If approved in the California Superior Court, then San Francisco City Attorney Dennis Herrera stated that the lawsuits would’ve helped to prevent the 28 alleged dealers from re-entering these districts.
According to the Daily Wire, the city had named Christian Noel Padilla-Martel, Victor Zelaya, 27, Jarold Sanchez, 23, and Guadaloupe Aguilar-Benegas, 28, as individuals who should be banned from the district, saying they had been “engaged in the illegal sale of controlled substances.” But Justice Marla Miller said the city was infringing on the constitutional right to travel.
Miller wrote:
“The court determined that excluding defendants from such a large area in the center of San Francisco implicates the constitutional right to intrastate travel … and the City failed to meet its evidentiary burden of convincing the court that its proposed remedy was sufficiently tailored to minimally infringe upon the protected interests at stake.”
The outlet also included, Padilla Martel, who had been arrested three times on drug charges, claimed he needed access to the district to see his young son living with his grandparents; Zelaya, also arrested three times, said he wanted to visit his two daughters from a prior relationship; Aguilar-Benegas. who has been arrested five times and is pregnant, said her ultrasound needed to be taken in the district.
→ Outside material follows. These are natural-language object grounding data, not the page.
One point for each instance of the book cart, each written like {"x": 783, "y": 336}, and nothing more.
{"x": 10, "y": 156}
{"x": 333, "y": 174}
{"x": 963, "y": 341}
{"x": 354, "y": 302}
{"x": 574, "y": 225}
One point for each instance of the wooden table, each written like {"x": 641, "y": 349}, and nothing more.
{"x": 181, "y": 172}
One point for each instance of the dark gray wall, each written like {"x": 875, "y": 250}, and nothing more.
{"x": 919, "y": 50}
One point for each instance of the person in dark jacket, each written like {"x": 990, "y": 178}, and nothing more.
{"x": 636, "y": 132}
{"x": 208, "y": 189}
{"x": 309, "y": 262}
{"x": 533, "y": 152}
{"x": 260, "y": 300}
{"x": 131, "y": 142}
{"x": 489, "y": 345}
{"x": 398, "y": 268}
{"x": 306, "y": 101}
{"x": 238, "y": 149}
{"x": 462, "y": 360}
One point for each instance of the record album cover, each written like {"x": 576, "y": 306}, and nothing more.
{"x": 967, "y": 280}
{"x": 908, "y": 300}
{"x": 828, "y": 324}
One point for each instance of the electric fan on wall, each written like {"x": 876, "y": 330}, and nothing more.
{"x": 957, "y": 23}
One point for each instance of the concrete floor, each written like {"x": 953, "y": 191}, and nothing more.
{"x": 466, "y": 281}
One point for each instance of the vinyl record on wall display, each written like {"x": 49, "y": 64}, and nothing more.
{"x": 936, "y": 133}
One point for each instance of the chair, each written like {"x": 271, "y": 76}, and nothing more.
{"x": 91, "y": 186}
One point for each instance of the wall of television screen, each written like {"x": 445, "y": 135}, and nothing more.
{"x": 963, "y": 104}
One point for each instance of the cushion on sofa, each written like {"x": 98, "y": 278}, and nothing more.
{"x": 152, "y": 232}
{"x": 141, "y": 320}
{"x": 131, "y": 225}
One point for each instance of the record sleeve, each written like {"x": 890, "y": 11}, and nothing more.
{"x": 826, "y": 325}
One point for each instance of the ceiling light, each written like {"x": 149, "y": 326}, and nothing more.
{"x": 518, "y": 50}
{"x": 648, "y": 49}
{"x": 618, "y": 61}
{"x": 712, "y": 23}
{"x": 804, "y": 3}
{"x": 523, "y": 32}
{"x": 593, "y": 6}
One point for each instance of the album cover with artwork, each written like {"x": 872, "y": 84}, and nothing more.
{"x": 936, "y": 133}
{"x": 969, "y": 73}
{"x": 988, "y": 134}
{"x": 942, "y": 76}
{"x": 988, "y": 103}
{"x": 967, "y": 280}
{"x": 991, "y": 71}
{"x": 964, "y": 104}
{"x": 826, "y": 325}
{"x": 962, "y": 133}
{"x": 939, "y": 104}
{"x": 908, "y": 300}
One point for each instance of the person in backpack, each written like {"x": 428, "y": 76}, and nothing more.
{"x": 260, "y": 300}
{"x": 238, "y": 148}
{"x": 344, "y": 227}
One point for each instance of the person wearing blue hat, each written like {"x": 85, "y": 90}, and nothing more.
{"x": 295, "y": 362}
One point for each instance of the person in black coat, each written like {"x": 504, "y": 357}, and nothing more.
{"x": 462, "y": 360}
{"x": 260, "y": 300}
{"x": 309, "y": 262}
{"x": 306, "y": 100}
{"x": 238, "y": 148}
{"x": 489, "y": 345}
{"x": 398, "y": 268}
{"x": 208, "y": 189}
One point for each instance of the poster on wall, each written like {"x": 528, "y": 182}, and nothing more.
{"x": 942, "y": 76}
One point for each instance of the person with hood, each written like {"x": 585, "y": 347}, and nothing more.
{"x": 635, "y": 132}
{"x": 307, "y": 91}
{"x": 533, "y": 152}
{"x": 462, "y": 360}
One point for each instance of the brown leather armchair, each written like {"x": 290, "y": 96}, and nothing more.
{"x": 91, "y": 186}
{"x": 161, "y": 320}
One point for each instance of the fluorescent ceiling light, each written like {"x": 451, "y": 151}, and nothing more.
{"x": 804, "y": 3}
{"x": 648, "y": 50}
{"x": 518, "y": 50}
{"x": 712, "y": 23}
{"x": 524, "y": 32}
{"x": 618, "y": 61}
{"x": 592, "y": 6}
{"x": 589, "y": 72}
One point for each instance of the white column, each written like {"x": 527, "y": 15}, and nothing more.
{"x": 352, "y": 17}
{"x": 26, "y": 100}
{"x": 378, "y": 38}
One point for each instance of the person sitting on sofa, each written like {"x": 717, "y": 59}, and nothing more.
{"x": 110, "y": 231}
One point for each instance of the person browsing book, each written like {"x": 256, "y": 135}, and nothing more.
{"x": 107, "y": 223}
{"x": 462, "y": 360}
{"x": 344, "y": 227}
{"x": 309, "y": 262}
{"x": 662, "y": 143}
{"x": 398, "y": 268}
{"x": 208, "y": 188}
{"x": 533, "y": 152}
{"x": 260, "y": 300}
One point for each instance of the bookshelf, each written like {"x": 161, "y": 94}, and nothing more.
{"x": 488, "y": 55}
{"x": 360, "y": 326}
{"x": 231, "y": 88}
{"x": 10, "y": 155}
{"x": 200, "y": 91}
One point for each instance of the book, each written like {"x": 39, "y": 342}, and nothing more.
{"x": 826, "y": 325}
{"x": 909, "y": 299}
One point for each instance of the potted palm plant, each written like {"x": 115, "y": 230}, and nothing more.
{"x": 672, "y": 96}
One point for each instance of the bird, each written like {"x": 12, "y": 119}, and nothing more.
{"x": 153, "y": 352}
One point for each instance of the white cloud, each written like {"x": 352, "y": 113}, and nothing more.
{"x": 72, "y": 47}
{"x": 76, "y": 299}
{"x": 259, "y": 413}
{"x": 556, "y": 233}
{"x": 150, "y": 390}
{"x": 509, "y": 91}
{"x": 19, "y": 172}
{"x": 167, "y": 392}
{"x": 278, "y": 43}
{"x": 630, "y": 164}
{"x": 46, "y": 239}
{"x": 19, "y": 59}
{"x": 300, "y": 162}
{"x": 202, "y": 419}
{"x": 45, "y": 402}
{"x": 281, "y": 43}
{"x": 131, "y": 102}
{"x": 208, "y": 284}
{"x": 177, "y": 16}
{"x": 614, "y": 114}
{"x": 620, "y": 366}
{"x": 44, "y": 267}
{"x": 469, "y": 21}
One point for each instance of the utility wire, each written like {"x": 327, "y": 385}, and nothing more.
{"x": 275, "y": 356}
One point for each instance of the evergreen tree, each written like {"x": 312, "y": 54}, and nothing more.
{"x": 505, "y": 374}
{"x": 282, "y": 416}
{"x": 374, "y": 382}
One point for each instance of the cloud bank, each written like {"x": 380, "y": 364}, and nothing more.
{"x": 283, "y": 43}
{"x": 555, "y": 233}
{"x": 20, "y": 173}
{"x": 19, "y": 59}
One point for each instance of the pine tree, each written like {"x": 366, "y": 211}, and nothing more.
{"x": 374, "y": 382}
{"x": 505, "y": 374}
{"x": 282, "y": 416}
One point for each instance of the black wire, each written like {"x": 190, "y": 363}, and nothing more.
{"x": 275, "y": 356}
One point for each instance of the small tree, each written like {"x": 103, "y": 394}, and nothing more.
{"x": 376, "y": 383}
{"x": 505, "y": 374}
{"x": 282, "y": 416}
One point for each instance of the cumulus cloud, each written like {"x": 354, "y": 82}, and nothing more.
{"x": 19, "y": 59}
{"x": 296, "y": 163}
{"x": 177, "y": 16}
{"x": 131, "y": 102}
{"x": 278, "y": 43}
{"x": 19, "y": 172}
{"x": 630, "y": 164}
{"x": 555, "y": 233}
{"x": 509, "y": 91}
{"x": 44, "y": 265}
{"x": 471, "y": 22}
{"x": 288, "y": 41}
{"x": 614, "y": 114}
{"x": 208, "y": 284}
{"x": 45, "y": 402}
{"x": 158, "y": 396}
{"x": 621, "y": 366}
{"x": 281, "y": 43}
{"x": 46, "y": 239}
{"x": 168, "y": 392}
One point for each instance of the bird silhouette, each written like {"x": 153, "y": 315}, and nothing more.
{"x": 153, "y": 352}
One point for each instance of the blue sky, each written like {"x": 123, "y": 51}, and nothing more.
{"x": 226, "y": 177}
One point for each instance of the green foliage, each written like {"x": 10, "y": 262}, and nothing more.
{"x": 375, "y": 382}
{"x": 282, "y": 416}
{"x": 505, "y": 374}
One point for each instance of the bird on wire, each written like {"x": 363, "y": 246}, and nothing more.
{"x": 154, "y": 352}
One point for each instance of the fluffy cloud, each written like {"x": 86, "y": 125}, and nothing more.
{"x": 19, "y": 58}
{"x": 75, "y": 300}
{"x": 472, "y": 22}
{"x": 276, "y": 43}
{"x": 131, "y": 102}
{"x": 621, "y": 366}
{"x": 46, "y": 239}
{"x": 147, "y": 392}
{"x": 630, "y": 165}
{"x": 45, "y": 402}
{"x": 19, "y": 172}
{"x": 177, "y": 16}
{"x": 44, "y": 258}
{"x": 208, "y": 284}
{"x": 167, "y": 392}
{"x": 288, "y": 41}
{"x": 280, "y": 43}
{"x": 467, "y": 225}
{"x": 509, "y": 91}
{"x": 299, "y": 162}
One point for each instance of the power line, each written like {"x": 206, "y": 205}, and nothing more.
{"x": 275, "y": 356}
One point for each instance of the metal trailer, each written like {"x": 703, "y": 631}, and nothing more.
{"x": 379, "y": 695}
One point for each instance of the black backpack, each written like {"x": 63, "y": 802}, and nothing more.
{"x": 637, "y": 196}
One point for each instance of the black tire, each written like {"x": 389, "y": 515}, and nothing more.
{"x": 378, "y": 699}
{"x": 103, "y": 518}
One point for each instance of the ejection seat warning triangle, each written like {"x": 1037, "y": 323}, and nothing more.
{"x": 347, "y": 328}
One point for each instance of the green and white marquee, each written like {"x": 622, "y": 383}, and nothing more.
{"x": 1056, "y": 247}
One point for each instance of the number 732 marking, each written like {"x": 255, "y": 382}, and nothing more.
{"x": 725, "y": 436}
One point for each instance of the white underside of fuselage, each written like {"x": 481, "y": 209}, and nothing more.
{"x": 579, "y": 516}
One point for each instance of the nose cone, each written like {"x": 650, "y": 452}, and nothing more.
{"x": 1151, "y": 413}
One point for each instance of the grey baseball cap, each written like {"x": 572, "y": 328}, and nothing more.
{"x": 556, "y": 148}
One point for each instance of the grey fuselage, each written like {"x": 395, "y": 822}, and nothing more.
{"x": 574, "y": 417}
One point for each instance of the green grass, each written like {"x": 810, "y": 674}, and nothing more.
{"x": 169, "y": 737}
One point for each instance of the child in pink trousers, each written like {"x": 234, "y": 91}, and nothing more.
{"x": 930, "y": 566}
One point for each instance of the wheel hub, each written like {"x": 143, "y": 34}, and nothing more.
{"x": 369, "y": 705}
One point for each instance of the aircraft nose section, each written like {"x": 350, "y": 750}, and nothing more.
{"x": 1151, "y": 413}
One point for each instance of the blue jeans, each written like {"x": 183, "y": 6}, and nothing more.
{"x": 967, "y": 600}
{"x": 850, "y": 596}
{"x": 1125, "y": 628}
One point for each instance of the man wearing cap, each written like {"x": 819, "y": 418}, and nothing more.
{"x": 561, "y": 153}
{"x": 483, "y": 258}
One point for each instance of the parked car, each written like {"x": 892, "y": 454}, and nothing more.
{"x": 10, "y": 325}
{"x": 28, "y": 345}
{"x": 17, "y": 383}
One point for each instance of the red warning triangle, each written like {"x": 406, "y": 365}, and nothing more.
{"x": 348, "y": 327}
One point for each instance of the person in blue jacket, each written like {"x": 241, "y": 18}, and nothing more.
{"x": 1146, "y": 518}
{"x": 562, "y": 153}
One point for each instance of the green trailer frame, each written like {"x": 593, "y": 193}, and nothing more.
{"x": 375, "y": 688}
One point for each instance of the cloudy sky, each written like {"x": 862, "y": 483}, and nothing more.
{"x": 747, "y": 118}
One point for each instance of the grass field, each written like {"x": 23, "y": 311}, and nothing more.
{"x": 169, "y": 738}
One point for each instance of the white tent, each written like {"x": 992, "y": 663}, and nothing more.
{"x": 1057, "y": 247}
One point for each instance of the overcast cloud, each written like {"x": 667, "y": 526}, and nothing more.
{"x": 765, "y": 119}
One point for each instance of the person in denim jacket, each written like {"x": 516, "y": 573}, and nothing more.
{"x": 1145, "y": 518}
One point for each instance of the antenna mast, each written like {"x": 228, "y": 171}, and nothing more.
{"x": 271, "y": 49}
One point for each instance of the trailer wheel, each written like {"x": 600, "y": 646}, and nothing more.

In a reaction to Miller’s decision, San Francisco City attorney’s spokesman, Jen Kwart stated:
“We are currently evaluating potential next steps, and we will continue to look for ways to use civil law to promote and increase public safety in the Tenderloin.”
The Daily Mail mentioned:
“San Francisco Police reported about 600 drug-dealing arrests in 2020, with 40 percent of the 699 fatal overdoses reported that year taking place in Tenderloin and the city’s South Market neighborhood. In Tenderloin specifically, police seized over $280,000 in cash from a drug bust and collected more than 18 kilograms of heroin, cocaine, methamphetamine, and fentanyl in 2020.”
A NPR report back in November 2021 reported:
“Faced with a stunning rise in drug overdose deaths the last few years, the vast majority tied to fentanyl, San Francisco has launched mobile teams made up of paramedics and nurses.”